Parvoviruses are commonly found in U.S. poultry and are associated with clinical disease. Here, we report the complete coding sequences of three chicken parvoviruses from broiler chickens from commercial farms in the state of Georgia.
ABSTRACT
Parvoviruses are commonly found in U.S. poultry and are associated with clinical disease. Here, we report the complete coding sequences of three chicken parvoviruses from broiler chickens from commercial farms in the state of Georgia.
ANNOUNCEMENT
Chicken parvovirus (ChPV) and turkey parvovirus (TuPV) are members of the species Galliform aveparvovirus 1 in the genus Aveparvovirus of the Parvoviridae family (1, 2). Aveparvoviruses are small, nonenveloped viruses with linear, single-stranded DNA genomes of approximately 5.3 kbp in length (1). Both ChPV and TuPV are widespread in commercial chicken and turkey flocks across the world (3–10). These viruses are highly infectious in young poultry but result in uncertain pathology (2). Infected birds excrete virus in feces at a high titer as early as 4 days of age (11).

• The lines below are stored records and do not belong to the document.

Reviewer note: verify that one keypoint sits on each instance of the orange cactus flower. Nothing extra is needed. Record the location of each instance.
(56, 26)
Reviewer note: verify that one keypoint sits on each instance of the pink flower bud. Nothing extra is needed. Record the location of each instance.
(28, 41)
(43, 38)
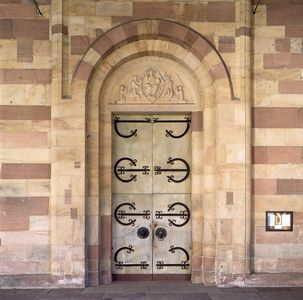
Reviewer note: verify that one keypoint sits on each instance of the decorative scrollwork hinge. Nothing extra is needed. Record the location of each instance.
(184, 264)
(171, 178)
(183, 214)
(120, 264)
(120, 214)
(132, 132)
(170, 133)
(121, 170)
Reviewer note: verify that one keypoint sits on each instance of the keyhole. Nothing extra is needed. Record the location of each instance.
(143, 232)
(161, 233)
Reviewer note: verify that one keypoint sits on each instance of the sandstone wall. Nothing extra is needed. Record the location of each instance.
(25, 113)
(278, 132)
(42, 133)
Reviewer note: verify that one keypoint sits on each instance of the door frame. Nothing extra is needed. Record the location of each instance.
(156, 276)
(105, 164)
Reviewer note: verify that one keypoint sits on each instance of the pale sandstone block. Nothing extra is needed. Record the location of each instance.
(260, 45)
(225, 115)
(76, 29)
(196, 183)
(265, 264)
(296, 45)
(275, 202)
(231, 135)
(209, 235)
(235, 153)
(281, 171)
(225, 231)
(21, 238)
(270, 31)
(93, 205)
(92, 57)
(79, 8)
(238, 180)
(38, 187)
(26, 267)
(39, 62)
(258, 61)
(8, 54)
(225, 29)
(12, 94)
(41, 48)
(25, 140)
(36, 94)
(24, 156)
(267, 87)
(92, 223)
(39, 223)
(274, 74)
(110, 8)
(282, 250)
(73, 233)
(26, 252)
(260, 16)
(14, 126)
(103, 23)
(278, 100)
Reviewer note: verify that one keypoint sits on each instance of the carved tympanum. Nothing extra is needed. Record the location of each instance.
(152, 85)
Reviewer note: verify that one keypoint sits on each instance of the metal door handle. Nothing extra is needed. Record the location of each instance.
(161, 233)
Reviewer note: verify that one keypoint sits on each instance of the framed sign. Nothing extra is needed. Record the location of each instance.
(279, 221)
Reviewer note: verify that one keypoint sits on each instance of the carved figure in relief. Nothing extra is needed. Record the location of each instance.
(152, 85)
(178, 90)
(122, 93)
(168, 90)
(135, 89)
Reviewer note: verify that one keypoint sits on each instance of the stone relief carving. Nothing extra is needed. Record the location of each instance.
(152, 85)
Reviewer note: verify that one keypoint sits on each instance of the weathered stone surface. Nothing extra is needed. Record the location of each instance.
(28, 112)
(25, 171)
(221, 11)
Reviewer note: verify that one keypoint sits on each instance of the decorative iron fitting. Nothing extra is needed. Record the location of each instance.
(122, 170)
(121, 215)
(171, 178)
(170, 133)
(120, 264)
(183, 214)
(132, 132)
(184, 264)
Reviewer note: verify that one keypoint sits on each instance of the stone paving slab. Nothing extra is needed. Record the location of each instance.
(154, 291)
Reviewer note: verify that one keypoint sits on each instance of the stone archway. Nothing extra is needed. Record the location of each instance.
(183, 45)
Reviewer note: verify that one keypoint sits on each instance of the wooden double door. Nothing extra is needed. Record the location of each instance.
(151, 197)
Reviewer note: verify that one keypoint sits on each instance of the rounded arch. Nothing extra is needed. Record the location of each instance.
(122, 44)
(157, 29)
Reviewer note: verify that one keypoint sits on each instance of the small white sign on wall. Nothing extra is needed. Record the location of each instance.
(279, 221)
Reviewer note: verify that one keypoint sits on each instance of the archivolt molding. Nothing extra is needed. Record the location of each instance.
(158, 30)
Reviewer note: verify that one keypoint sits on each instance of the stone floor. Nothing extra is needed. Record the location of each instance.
(157, 291)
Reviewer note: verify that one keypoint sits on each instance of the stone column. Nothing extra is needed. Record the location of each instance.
(67, 176)
(233, 150)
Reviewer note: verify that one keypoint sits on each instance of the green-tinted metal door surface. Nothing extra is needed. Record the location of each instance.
(151, 188)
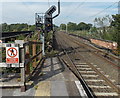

Aveparvoviruses have been associated with the occurrence of malabsorption syndrome in chickens and enteritis in turkeys (12–16). Despite the proposed association, the contribution of aveparvoviruses to such syndromes is unclear, since ChPV genomes have also been detected in healthy chickens (6, 17). In this study, we report the coding-complete genome sequences of three ChPV isolates from the United States.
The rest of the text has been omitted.